How to Protect your Bones as You Age
The skeleton system of our body plays a vital role throughout our lifetime. It acts as a pillar of support for our body’s framework and protects our vital organs. Additionally, bones help store minerals like calcium and phosphorous, as well as support the muscles for locomotion. From birth to old age our bones go through a series of changes. By the age of 30, the bone mass density reaches its peak. After which it tends to lose more bone mass than it is deposited.
Osteoporosis is a frequently occurring condition developed by people as they grow old. In this condition, bones become weak and fragile. Consequently, it becomes difficult to heal a broken bone after an osteoporotic fracture. According to statistics, the adult population above the age of 50 tends to break their bones easily. Where it is seen, that 1 in 2 women and 1 in 4 men fracture their bones due to osteoporosis. Hence, it is important to take care of our bones from a young age to old age.
There are certain risk factors that may act as a catalyst for accelerating osteoporosis early. Lack of vitamin D and calcium in the diet, lack of physical activity, being underweight, smoking and drinking, irregular hormonal levels, and intake of certain medications are some common examples of risk factors.

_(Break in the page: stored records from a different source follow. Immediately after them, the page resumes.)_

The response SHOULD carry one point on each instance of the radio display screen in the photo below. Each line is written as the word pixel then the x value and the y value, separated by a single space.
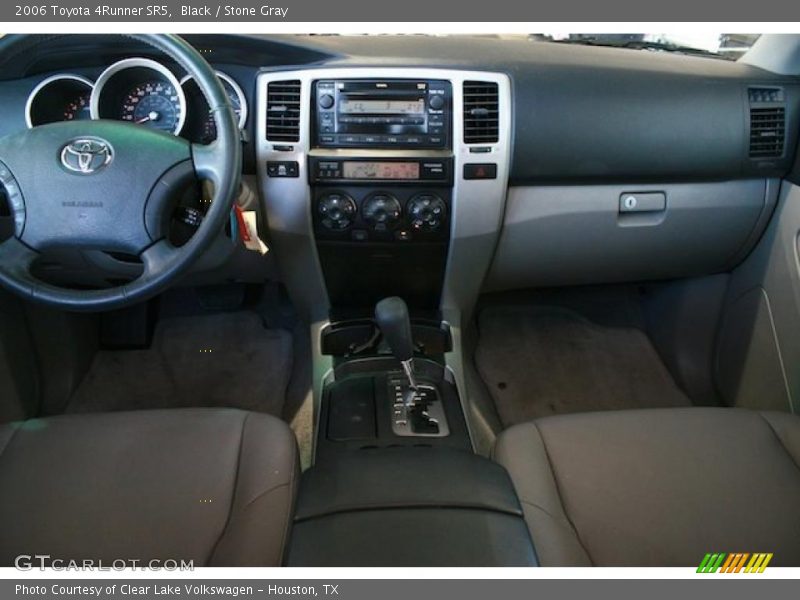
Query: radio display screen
pixel 380 170
pixel 352 106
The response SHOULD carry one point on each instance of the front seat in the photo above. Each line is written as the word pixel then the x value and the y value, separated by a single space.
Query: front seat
pixel 658 487
pixel 214 486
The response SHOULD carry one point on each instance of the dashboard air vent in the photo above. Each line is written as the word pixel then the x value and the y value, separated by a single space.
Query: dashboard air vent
pixel 767 122
pixel 481 112
pixel 283 111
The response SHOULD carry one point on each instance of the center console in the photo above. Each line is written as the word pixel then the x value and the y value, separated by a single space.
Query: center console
pixel 384 191
pixel 381 175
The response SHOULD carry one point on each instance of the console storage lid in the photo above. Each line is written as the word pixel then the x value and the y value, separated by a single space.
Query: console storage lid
pixel 410 506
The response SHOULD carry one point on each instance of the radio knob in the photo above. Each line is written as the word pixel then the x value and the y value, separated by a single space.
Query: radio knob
pixel 381 211
pixel 436 102
pixel 426 212
pixel 326 101
pixel 336 211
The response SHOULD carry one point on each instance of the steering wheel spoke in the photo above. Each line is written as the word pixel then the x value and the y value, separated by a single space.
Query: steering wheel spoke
pixel 158 258
pixel 15 254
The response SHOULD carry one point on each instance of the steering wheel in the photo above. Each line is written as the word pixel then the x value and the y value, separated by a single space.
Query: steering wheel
pixel 108 185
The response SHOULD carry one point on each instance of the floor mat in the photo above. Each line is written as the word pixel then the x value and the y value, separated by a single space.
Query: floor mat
pixel 226 359
pixel 539 361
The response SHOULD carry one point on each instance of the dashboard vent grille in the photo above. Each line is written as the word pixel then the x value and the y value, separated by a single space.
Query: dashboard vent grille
pixel 283 111
pixel 767 132
pixel 481 112
pixel 767 122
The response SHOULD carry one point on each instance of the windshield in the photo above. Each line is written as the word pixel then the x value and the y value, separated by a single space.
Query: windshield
pixel 722 45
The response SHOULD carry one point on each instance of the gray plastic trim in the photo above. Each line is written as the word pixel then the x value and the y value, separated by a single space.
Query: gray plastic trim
pixel 576 235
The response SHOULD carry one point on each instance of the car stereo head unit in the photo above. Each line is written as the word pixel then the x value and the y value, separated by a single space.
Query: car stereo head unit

While the risk factors increase the vulnerability of osteoporosis as we age. On the other hand, the following steps can be incorporated into one’s lifestyle to better one’s bone health:
- Incorporating food and drinks rich in calcium and vitamin D. For example, low-fat dairy, tofu, soy milk, green leafy vegetables, leguminous pulses, salmon, and nuts are good sources for calcium. Exposing one’s body to sunlight for 10-15 minutes twice or thrice a week acts as a good source for vitamin D. Food products like fortified milk and cereals, salmon, tuna, shrimp and oysters are also good sources for vitamin D.
- Indulging in regular exercise for a minimum of half n hour keeps the muscles and bones strong. Strength building, weight training exercises, and dancing are one of the best ways to keep fit and healthy bones.

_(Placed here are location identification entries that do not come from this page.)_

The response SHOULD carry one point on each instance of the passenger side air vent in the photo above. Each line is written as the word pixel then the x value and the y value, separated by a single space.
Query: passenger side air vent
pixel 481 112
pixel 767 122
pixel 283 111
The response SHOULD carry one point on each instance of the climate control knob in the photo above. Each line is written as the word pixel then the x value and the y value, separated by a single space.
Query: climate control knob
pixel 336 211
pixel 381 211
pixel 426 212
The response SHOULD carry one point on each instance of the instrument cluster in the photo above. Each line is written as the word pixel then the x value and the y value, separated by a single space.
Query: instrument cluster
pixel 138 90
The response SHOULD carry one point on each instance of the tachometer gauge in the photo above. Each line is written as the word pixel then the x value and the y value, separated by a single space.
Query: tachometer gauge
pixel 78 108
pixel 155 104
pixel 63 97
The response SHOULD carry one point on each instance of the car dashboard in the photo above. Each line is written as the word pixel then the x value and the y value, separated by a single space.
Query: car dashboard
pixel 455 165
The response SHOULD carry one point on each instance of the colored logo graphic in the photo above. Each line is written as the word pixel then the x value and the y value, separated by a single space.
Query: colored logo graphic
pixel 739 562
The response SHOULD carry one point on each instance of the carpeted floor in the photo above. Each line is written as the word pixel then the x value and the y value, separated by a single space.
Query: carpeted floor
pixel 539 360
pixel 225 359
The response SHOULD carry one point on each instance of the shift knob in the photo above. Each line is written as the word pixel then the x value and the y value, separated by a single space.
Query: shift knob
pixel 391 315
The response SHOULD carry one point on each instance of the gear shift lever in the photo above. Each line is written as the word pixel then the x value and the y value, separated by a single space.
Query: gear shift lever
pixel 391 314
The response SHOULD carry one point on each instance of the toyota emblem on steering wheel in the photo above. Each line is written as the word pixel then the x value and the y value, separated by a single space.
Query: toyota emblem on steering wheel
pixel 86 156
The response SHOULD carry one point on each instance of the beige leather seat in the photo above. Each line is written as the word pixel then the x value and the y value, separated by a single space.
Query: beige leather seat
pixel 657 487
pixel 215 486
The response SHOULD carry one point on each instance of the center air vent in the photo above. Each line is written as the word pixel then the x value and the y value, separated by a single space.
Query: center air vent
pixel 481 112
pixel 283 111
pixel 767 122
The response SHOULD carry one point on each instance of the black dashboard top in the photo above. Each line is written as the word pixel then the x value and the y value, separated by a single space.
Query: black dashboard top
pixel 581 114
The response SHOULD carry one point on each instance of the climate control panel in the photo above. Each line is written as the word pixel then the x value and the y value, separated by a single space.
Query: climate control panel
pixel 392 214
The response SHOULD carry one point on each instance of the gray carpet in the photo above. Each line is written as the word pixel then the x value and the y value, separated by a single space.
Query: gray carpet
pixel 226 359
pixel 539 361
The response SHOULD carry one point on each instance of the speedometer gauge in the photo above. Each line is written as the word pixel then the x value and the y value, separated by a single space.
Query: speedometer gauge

- Avoid tobacco and alcohol abuse. According to medical advice, women should not consume no more than one drink per day and men should consume no more than two drinks per day.
- With increasing age, regular bone density tests and health check-ups with doctors help prevent excessive bone density loss
Starting early is no harm. Therefore, taking care of bones from a young age becomes essential to prevent poor bone health. During childhood and adolescent years, bones rapidly grow. These form crucial years for developing good bone health. A properly balanced diet with an increased intake of calcium-rich foods and a minimum one hour of physical exercise every day helps to maintain good bone health. Additionally, adults after 30 years of age must integrate healthy lifestyle practices. Following are few activities to prevent poor bone health after the age of 30:
- Exercising daily for 30 minutes at least
- Being cautious of falls or accidents
- Going for regular eye check-ups
- Regular bone density tests. Especially, after the age of 50 with a fractured bone
- Additional intake of calcium and vitamin D over the age of 50
- Regular medication, if prescribed by doctor, for bone density
- Periodic Dexa scan test for high-risk or vulnerable patients.